Uma vida pela anatomia

Berta Lange de Morretes dedicou três quartos de século ao estudo e ensino da botânica

A professora, em 2011, em sua sala no departamento de botânica

Francisco Emolo / Jornal da USPA professora, em 2011, em sua sala no Departamento de BotânicaFrancisco Emolo / Jornal da USP

Faleceu no dia 30 de novembro, aos 99 anos, a botânica Berta Lange de Morretes, por mais de 70 anos professora no Instituto de Biociências da Universidade de São Paulo (IB-USP). “Até 2013 ela ainda dava aulas na pós-graduação”, conta a colega Gladys Flavia Melo de Pinna, que herdou sua sala no Departamento de Botânica. A partir de 2014 a professora quase centenária passou a ficar em casa, por dificuldades de locomoção. “A mente estava boa, o corpo não.” Por desejo da própria Berta, registrado em cartório, o instituto continuará a ser sua morada: suas cinzas foram depositadas na base da árvore que plantou por ocasião de seus 90 anos, em 2007 – um pau-brasil próximo ao prédio da administração. A homenagem, sem solenidades, acontecerá no dia 12/12, às 11h.

Nascida na Alemanha, de pai brasileiro e mãe alemã, Berta veio para o Brasil aos 2 anos. Instalada inicialmente em Curitiba, a família se mudou para São Paulo alguns anos depois, quando o pai foi contratado como zoólogo no Museu Paulista. Berta integrou, junto com a irmã, a primeira turma do curso de História Natural da USP, iniciada em 1938. Em 1941 se formou e tornou-se docente – o doutorado viria depois – e contribuiu para a formação do departamento de Botânica, aprendendo com os fundadores. “Anatomia ecológica das plantas do Cerrado é quase sinônimo de seu nome”, avalia Gladys. Segundo ela, a professora que era chamada de Dra. Berta se concentrava mais no funcionamento das folhas, mas investigava todos os aspectos da anatomia das plantas relacionados a como ela se adapta às características do ambiente.

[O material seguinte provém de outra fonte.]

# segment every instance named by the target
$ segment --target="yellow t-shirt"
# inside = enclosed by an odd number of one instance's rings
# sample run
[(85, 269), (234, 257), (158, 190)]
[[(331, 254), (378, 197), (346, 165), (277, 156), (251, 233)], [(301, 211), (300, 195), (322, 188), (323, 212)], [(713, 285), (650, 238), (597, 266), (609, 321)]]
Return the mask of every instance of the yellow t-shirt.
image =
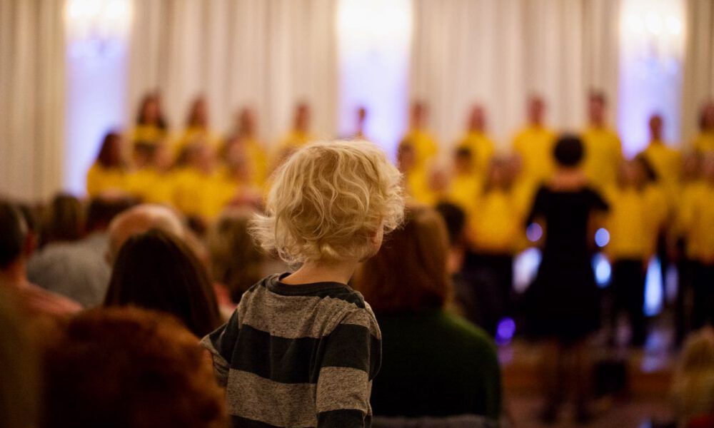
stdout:
[(496, 145), (488, 136), (483, 132), (469, 131), (459, 141), (460, 147), (466, 147), (471, 151), (478, 173), (483, 175), (488, 169), (488, 163), (496, 151)]
[(511, 192), (492, 189), (481, 194), (468, 221), (468, 236), (479, 252), (513, 254), (521, 244), (522, 218)]
[(414, 148), (414, 168), (426, 171), (429, 161), (438, 153), (436, 138), (425, 130), (412, 129), (404, 136), (403, 141), (408, 141)]
[(521, 180), (540, 183), (555, 170), (553, 148), (555, 133), (543, 126), (528, 126), (513, 138), (513, 151), (523, 161)]
[(268, 156), (263, 146), (254, 138), (243, 141), (251, 162), (251, 181), (253, 185), (263, 186), (268, 177)]
[(714, 152), (714, 131), (705, 131), (694, 138), (694, 150), (701, 153)]
[(146, 203), (171, 205), (174, 198), (173, 176), (153, 168), (142, 168), (127, 177), (127, 190)]
[(210, 220), (215, 215), (216, 174), (206, 174), (192, 168), (173, 174), (174, 206), (187, 216)]
[(107, 191), (126, 191), (126, 172), (95, 163), (87, 172), (87, 194), (94, 198)]
[(583, 132), (585, 146), (583, 169), (596, 188), (614, 185), (622, 162), (622, 144), (613, 130), (589, 127)]
[(684, 190), (678, 224), (687, 239), (687, 254), (714, 263), (714, 183), (700, 182)]
[(681, 158), (679, 151), (661, 141), (653, 141), (642, 155), (652, 164), (657, 173), (658, 185), (667, 197), (669, 215), (674, 213), (679, 199)]
[(605, 227), (610, 233), (606, 253), (613, 260), (645, 260), (655, 250), (657, 235), (667, 212), (667, 201), (656, 186), (641, 190), (610, 186)]

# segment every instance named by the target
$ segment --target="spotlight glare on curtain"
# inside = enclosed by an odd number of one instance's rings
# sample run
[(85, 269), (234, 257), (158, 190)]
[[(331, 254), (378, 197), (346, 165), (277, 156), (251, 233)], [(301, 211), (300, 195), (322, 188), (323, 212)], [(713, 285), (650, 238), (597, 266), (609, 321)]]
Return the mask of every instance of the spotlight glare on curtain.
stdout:
[(666, 142), (678, 142), (683, 27), (683, 0), (623, 1), (618, 122), (628, 157), (645, 147), (655, 113), (665, 119)]
[(411, 1), (340, 0), (338, 4), (340, 134), (354, 134), (357, 108), (364, 107), (366, 137), (393, 156), (406, 124)]
[(67, 0), (64, 19), (70, 53), (96, 56), (127, 39), (133, 18), (130, 0)]

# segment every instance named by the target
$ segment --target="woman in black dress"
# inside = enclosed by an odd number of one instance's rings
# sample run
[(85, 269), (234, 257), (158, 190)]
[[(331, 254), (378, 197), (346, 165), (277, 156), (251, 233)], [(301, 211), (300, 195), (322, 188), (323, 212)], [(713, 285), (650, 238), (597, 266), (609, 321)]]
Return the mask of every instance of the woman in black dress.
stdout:
[(555, 419), (561, 399), (570, 390), (578, 419), (586, 419), (590, 364), (585, 340), (600, 322), (591, 243), (597, 215), (608, 205), (588, 186), (579, 168), (583, 156), (579, 138), (561, 137), (553, 155), (555, 174), (538, 189), (527, 219), (528, 225), (538, 221), (545, 233), (538, 276), (528, 292), (528, 326), (546, 344), (543, 368), (548, 404), (543, 419)]

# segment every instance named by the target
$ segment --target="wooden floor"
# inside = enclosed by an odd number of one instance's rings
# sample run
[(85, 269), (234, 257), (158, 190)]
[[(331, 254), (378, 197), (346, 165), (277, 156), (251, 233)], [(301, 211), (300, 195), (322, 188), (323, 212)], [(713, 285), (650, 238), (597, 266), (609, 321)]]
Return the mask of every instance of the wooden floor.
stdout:
[[(620, 393), (594, 402), (595, 418), (583, 427), (600, 428), (650, 428), (671, 420), (668, 394), (677, 352), (671, 345), (671, 329), (666, 320), (655, 326), (643, 349), (608, 346), (604, 335), (590, 344), (594, 360), (625, 362), (627, 387)], [(618, 333), (618, 335), (620, 334)], [(538, 362), (541, 347), (538, 343), (516, 340), (499, 348), (503, 370), (505, 405), (516, 428), (548, 427), (538, 415), (543, 402), (540, 387)], [(654, 422), (652, 424), (651, 422)], [(572, 409), (565, 406), (558, 422), (550, 427), (578, 426)]]

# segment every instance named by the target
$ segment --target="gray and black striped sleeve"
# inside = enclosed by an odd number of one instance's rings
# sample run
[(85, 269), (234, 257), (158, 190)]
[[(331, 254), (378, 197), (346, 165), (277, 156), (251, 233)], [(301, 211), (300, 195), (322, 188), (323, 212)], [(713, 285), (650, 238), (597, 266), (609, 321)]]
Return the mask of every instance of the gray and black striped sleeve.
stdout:
[(369, 306), (356, 307), (323, 339), (317, 379), (317, 426), (368, 427), (372, 380), (381, 363), (381, 334)]

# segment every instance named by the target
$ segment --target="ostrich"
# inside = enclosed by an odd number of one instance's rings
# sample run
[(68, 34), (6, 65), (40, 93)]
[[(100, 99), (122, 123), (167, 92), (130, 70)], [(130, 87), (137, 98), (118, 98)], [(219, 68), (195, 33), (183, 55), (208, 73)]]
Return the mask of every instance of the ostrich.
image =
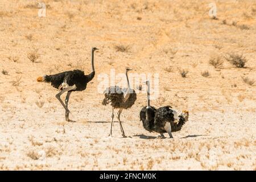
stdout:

Berta Lange de Morretes com as irmãs

Acervo pessoalBerta Lange de Morretes com as irmãsAcervo pessoal

Ao se tornar docente no IB, em 2003, Gladys logo se aproximou da colega por interesses em comum. “Eu trabalhava com anatomia de plantas da Caatinga, ia muito conversar com ela.” Alguns anos depois as duas empreenderam um projeto de digitalizar todas as lâminas com cortes de tecidos vegetais para análise ao microscópio, que Berta usava em aulas na graduação e na pós-graduação. “São centenas de lâminas, é um acervo riquíssimo e muito antigo”, conta Gladys, que está estudando como montar um site para disponibilizar o material aos pesquisadores.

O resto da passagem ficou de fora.